The same three groups are seen in Rev 22:14-17, though the order is different: the overcomers who will rule with Christ (v 14), the unbelievers who are outside the kingdom (v 15), and the believer who has simply received the water of life (v 17).
At the end of Revelation 21, the Lord reveals that outside the kingdom will be all sinners, whose names are not in the Book of Life (Rev 21:27).

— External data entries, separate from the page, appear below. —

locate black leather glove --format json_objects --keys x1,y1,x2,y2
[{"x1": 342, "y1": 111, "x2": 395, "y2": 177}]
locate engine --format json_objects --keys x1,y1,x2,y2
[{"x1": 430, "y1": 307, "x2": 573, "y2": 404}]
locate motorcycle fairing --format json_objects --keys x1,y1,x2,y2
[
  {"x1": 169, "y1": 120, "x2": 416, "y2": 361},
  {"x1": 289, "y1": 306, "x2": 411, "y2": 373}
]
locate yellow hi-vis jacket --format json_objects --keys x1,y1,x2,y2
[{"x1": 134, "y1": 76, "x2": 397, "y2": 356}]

The key is the Book of Life. People in the Book of Life will be in the kingdom. People not in the Book of Life will be cast into the lake of fire (Rev 20:15; 21:27). The way people get into the Book of Life is by believing in Jesus for everlasting life (e.g., Luke 10:20; Phil 4:3). Unbelievers die in their sins (John 8:24). That means they will forever be in bondage to sin and will forever be sinners. To say that there will be no sinners in the kingdom is to say that only those in the Book of Life will be in the kingdom. Unbelievers are not excluded from the kingdom because they sinned in this life. (We did too!) They are excluded because they are not in the Book of Life. (We are!) There are consequences for the deeds they did in this life. The degree to which they will be tormented will depend on their works.
Now let’s answer Jeff’s four points directly:
First, the word translated impute is logizomai. It means “to credit something to someone” (BDAG). That is, our sins were credited to Jesus (2 Cor 5:21) and His righteousness is credited to all who believe in Him (2 Cor 5:21). The NT never refers to one’s own sin being imputed to himself. But, if I understand Jeff’s point, yes, unbelievers do have bad deeds that will be reviewed in the book of deeds (Rev 22:12). They will be evaluated as deeds (according to Rev 20:12-13), not as sins per se.

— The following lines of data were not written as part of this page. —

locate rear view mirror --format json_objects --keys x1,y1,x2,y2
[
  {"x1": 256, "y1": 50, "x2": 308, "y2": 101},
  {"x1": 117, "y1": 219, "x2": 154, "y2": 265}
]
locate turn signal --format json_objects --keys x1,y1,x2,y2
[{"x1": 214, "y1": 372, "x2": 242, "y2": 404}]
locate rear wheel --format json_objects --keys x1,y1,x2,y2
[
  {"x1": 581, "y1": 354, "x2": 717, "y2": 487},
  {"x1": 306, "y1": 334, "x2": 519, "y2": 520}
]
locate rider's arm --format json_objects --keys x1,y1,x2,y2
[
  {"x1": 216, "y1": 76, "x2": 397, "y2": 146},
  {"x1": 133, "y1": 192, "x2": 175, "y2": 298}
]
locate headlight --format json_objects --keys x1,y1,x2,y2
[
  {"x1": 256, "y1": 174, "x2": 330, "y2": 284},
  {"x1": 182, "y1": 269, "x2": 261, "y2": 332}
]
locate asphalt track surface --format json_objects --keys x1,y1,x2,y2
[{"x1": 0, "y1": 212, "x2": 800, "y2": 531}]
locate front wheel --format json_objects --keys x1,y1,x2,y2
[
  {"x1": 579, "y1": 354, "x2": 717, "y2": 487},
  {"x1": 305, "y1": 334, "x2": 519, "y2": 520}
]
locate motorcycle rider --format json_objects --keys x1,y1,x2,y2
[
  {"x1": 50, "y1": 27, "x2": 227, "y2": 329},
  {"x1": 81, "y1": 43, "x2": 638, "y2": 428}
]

Second, since they reject the free gift of everlasting life, they will be in the lake of fire. But their degree of torment there will be based on their works (not their sins). That does include their bad deeds.

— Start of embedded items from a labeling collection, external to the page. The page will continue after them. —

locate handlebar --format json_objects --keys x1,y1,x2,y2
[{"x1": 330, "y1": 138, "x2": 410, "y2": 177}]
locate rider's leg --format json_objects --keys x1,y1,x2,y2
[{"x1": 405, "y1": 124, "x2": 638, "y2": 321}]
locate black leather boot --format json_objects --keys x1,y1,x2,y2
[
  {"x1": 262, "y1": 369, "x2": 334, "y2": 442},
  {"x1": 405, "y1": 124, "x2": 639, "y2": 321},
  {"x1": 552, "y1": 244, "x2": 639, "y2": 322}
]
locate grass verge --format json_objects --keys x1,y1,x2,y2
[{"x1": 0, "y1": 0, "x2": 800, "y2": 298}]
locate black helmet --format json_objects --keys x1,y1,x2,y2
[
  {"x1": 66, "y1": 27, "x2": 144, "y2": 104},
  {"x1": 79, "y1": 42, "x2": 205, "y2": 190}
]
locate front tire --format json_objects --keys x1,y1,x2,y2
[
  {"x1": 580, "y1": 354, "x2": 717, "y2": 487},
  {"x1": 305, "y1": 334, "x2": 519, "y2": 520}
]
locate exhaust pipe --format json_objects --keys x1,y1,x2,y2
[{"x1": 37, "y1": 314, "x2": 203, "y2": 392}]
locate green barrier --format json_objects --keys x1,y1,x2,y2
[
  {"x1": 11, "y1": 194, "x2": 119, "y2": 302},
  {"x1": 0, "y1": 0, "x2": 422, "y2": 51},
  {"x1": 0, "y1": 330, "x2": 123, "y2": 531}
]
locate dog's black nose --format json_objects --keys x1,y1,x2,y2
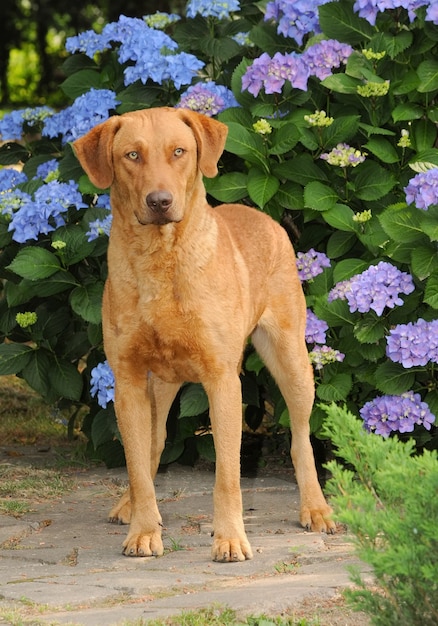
[{"x1": 146, "y1": 191, "x2": 173, "y2": 213}]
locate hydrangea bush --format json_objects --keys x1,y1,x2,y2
[{"x1": 0, "y1": 0, "x2": 438, "y2": 462}]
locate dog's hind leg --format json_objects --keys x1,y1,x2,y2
[
  {"x1": 252, "y1": 312, "x2": 335, "y2": 532},
  {"x1": 109, "y1": 377, "x2": 180, "y2": 524}
]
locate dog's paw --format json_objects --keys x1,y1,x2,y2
[
  {"x1": 123, "y1": 530, "x2": 164, "y2": 556},
  {"x1": 108, "y1": 489, "x2": 131, "y2": 524},
  {"x1": 211, "y1": 535, "x2": 252, "y2": 563},
  {"x1": 300, "y1": 504, "x2": 336, "y2": 535}
]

Third, the book of deeds is not a book of sins. It is called a book of works (Rev 20:12-13). Works are both good and bad. It is wrong to think that an unbeliever will only have bad deeds on his record. Unbelievers will have lots of good deeds in the books. Think of all of the people who never believed in Jesus for everlasting life and yet who fed the hungry, healed the sick, visited the prisoners, loved their spouses and children and neighbors, etc. Since unbelievers still retain the image of God, they do good works. Didn’t the Lord Jesus say that even unbelieving parents give good gifts to their children (Luke 11:11)?
Fourth, the reason they will be in the lake of fire will be solely because they never believed in Jesus and hence never got their names in the Book of Life (Rev 20:15). However, the degree of torment they will experience in the lake of fire will be directly related to their works, both good and bad.